Davalı doktorun avukatı Cengiz Bayram, bu miktarın tıp alanında belirlenen en yüksek tazminat rakamı olduğunu belirtti. Ailenin iddiasına göre, doktorun ameliyat öncesi süreçte dikkatsiz davrandığı ve müdahalelerde yetersiz kaldığı ortaya çıktı. Ancak doktorun avukatı, olayın komplikasyonlarla ilgili olduğunu ve bir hata olmadığını savundu. Davada bilirkişi, hastanın tedavi giderleri ve iş kaybından doğan maddi manevi hakları olarak 39 milyon TL’lik tazminat miktarını belirledi.
Davalı taraf, 5 yaşındaki çocuğun ağzından kan gelmesi üzerine acil servise götürüldüğünde doğru müdahalenin yapıldığını iddia etti. Olayın ardından gelişen tıbbi süreçte hekim ve hastane kusurlu davranışlar sergilemediği görüşünde.

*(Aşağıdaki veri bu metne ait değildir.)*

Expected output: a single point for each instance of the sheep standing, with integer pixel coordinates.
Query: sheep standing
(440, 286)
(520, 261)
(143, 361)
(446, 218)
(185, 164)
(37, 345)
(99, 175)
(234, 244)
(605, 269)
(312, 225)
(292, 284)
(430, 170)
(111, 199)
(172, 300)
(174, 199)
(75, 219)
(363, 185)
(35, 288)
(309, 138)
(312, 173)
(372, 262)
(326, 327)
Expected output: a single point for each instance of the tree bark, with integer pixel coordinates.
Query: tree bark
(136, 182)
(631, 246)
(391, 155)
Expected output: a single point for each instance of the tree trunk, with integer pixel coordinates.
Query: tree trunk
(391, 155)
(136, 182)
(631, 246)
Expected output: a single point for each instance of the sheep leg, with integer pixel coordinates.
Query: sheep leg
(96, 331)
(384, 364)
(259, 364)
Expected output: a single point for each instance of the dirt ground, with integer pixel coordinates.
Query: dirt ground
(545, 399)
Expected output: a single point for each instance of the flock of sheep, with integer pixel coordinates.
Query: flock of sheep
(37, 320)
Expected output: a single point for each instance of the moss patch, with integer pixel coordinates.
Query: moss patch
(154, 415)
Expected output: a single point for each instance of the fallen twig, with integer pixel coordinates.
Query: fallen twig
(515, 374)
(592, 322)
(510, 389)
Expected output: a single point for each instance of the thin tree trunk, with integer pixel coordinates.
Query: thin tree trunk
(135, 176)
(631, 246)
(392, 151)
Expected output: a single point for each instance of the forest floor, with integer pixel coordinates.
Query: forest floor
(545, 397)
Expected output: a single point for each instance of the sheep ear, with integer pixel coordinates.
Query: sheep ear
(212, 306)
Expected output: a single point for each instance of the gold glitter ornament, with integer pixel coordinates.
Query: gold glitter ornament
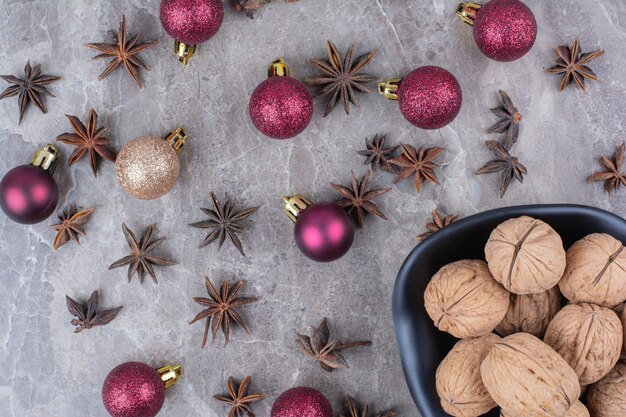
(148, 167)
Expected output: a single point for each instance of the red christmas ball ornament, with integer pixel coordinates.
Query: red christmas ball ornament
(301, 402)
(323, 231)
(134, 389)
(429, 97)
(504, 30)
(191, 22)
(280, 107)
(28, 193)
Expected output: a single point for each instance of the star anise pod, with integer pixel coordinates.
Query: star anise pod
(238, 398)
(70, 226)
(438, 222)
(87, 315)
(509, 120)
(141, 259)
(29, 89)
(572, 65)
(418, 162)
(353, 410)
(505, 163)
(377, 155)
(221, 309)
(341, 79)
(87, 139)
(325, 350)
(613, 177)
(358, 198)
(223, 221)
(122, 52)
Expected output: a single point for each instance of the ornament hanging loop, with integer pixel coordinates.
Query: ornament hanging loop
(389, 88)
(279, 68)
(170, 374)
(184, 52)
(295, 205)
(467, 12)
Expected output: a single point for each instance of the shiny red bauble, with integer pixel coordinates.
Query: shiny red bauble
(429, 97)
(192, 21)
(504, 30)
(281, 107)
(301, 402)
(28, 193)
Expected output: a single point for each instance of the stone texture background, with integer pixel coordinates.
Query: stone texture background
(49, 371)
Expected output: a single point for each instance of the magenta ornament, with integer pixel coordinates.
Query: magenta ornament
(134, 389)
(301, 402)
(323, 231)
(280, 107)
(504, 30)
(429, 97)
(28, 193)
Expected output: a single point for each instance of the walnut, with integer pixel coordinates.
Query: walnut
(596, 271)
(525, 255)
(458, 381)
(589, 337)
(463, 299)
(527, 378)
(607, 397)
(530, 313)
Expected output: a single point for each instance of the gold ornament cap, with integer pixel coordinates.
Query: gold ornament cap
(468, 11)
(278, 68)
(184, 52)
(177, 138)
(46, 158)
(170, 374)
(389, 88)
(295, 205)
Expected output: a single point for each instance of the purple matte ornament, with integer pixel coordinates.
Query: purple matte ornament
(28, 194)
(324, 232)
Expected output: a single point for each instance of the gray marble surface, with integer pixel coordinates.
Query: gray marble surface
(49, 371)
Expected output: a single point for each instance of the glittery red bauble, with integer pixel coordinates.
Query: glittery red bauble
(133, 389)
(430, 97)
(505, 30)
(301, 402)
(281, 107)
(192, 21)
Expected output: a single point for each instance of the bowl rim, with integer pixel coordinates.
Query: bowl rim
(402, 277)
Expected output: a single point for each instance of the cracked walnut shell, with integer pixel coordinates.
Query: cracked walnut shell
(596, 271)
(527, 378)
(589, 337)
(458, 381)
(525, 255)
(530, 313)
(463, 299)
(607, 397)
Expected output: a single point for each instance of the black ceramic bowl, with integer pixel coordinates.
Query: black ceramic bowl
(422, 346)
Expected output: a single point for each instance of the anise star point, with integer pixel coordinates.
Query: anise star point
(221, 309)
(70, 226)
(30, 89)
(418, 162)
(140, 261)
(324, 350)
(122, 52)
(341, 79)
(613, 177)
(238, 398)
(358, 198)
(506, 163)
(572, 65)
(86, 315)
(223, 222)
(87, 139)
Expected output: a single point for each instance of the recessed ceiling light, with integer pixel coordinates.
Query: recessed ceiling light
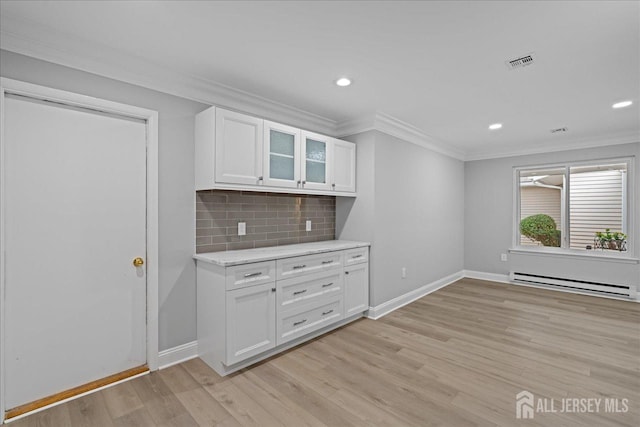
(622, 104)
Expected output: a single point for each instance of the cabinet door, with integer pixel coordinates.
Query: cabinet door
(343, 166)
(356, 289)
(251, 321)
(239, 140)
(281, 155)
(316, 158)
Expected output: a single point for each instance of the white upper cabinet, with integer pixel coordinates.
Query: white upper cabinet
(234, 151)
(238, 148)
(316, 159)
(343, 171)
(281, 155)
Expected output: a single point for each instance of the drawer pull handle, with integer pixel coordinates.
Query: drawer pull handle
(253, 274)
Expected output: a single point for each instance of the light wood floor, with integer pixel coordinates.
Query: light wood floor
(456, 357)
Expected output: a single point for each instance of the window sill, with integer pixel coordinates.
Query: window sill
(564, 253)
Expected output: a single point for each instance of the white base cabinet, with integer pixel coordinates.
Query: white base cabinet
(251, 315)
(247, 312)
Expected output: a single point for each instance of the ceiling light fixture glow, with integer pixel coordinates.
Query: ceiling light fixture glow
(622, 104)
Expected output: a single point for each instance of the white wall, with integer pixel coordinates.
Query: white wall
(177, 297)
(410, 206)
(488, 221)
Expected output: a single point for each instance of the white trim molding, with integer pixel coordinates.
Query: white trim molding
(9, 86)
(388, 124)
(387, 307)
(35, 40)
(481, 275)
(179, 354)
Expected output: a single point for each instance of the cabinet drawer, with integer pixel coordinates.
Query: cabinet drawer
(298, 266)
(356, 256)
(302, 290)
(310, 318)
(240, 276)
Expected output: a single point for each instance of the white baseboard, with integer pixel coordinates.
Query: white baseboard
(481, 275)
(175, 355)
(394, 304)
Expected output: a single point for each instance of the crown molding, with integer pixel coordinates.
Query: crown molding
(26, 38)
(388, 124)
(44, 43)
(574, 144)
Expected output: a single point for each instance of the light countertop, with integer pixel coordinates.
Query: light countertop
(246, 256)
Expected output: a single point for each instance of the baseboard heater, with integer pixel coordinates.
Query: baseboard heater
(598, 288)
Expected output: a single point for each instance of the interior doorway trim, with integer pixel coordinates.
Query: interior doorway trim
(15, 87)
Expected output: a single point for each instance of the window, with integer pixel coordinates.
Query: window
(578, 206)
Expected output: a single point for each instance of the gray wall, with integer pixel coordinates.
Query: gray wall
(410, 206)
(177, 300)
(489, 222)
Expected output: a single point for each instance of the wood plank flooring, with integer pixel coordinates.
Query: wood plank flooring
(457, 357)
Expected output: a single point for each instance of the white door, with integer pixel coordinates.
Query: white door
(75, 214)
(343, 166)
(238, 148)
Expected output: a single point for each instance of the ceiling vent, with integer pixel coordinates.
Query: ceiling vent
(520, 62)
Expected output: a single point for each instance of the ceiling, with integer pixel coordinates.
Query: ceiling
(432, 71)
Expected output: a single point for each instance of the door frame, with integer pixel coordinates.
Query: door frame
(15, 87)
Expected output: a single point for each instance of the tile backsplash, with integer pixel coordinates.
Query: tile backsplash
(272, 219)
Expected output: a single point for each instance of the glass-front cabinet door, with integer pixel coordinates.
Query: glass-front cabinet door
(316, 155)
(282, 155)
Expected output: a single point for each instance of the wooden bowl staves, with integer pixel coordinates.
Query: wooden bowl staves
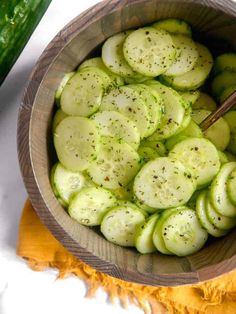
(215, 24)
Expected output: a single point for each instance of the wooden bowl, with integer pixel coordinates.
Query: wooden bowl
(215, 23)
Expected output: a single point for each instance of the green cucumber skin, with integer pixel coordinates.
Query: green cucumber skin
(18, 19)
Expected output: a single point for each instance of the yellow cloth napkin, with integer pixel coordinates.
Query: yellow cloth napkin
(42, 250)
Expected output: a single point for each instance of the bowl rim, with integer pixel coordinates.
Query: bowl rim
(23, 147)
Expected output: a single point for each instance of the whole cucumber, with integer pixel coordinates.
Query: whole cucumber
(18, 19)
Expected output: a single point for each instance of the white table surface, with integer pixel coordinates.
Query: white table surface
(21, 289)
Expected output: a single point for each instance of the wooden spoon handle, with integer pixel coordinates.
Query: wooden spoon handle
(225, 107)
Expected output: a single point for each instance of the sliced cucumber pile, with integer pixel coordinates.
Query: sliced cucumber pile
(132, 157)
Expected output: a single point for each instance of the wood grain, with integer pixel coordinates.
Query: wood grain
(214, 20)
(220, 111)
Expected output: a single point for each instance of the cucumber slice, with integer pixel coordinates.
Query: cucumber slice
(153, 102)
(226, 93)
(218, 191)
(172, 141)
(131, 204)
(61, 86)
(137, 79)
(202, 216)
(143, 239)
(157, 233)
(175, 26)
(197, 76)
(147, 209)
(76, 142)
(192, 130)
(231, 187)
(190, 97)
(182, 233)
(58, 117)
(113, 57)
(67, 183)
(157, 145)
(218, 133)
(198, 115)
(117, 126)
(225, 62)
(174, 112)
(205, 102)
(63, 204)
(186, 120)
(128, 102)
(222, 81)
(83, 93)
(230, 156)
(230, 118)
(124, 192)
(97, 62)
(193, 200)
(218, 220)
(116, 165)
(200, 156)
(164, 183)
(223, 157)
(146, 154)
(120, 223)
(149, 51)
(90, 205)
(186, 55)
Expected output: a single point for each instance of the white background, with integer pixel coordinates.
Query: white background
(22, 290)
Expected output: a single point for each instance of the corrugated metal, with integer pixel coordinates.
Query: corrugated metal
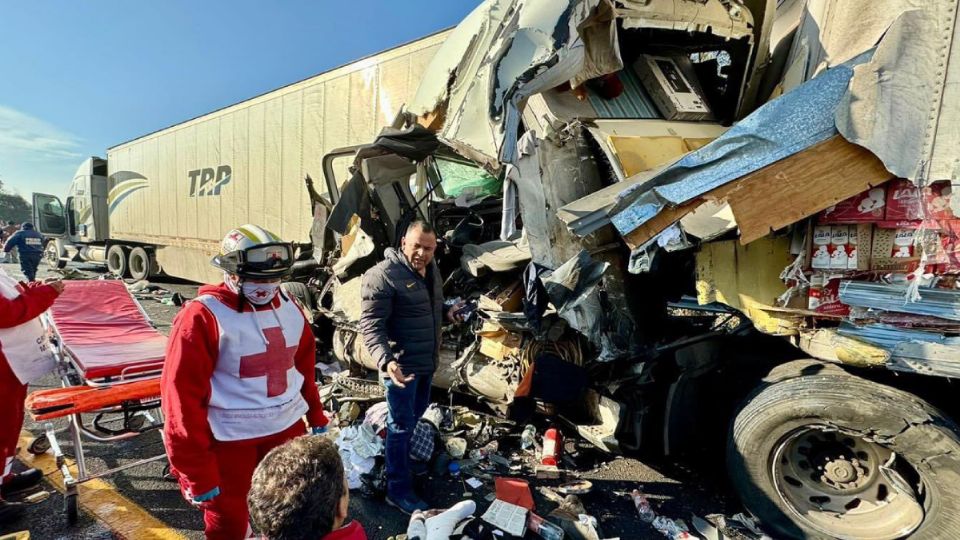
(270, 143)
(781, 128)
(633, 103)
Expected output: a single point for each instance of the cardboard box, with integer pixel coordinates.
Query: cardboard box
(500, 346)
(669, 81)
(824, 295)
(893, 251)
(858, 248)
(907, 202)
(839, 240)
(866, 207)
(822, 235)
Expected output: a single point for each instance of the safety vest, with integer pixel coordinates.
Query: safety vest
(26, 346)
(255, 387)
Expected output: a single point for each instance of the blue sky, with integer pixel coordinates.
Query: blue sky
(79, 77)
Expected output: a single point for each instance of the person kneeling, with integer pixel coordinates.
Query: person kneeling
(300, 491)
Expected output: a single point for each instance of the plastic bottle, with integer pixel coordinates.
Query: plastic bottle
(543, 528)
(551, 447)
(643, 506)
(528, 437)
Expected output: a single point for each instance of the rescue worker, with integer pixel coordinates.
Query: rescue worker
(238, 378)
(9, 229)
(401, 319)
(30, 245)
(25, 356)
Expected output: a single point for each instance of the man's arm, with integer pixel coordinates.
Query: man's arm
(185, 392)
(376, 302)
(305, 360)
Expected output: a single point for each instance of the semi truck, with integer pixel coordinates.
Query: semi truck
(162, 202)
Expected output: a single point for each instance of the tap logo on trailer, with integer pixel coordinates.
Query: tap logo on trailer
(208, 182)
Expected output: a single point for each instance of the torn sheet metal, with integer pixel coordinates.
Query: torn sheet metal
(572, 289)
(709, 221)
(942, 303)
(780, 128)
(913, 351)
(495, 256)
(902, 104)
(502, 53)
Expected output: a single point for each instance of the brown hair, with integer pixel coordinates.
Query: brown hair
(296, 490)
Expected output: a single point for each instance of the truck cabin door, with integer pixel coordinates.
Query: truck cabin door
(49, 216)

Ancak ailenin avukatı, doktorun önceden yapılan hatalarının sonucunda yaşanan olumsuz durumun hekimin kusurunu gösterdiğini savundu.
Olayın ardından ortaya çıkan tazminat miktarı tıp camiasını derinden sarsarken, hekimlerin endişeleri arttı. Yüksek tazminat miktarları hekimlerin defansif tıbba yönelmesine sebep olabilirken, hekimleri koruyacak yeterli sigorta limitlerinin olmadığı da belirtildi. Hekimlerin tazminat davalarında sürecin adaletli bir şekilde yürütülmesi ve sorumluluğun paylaşılarak değerlendirilmesi gerektiği vurgulandı. Olayın gündeme gelmesiyle, tıp camiasında önümüzdeki dönemde benzer davalara daha büyük tazminat talepleriyle karşılaşabileceği belirtildi.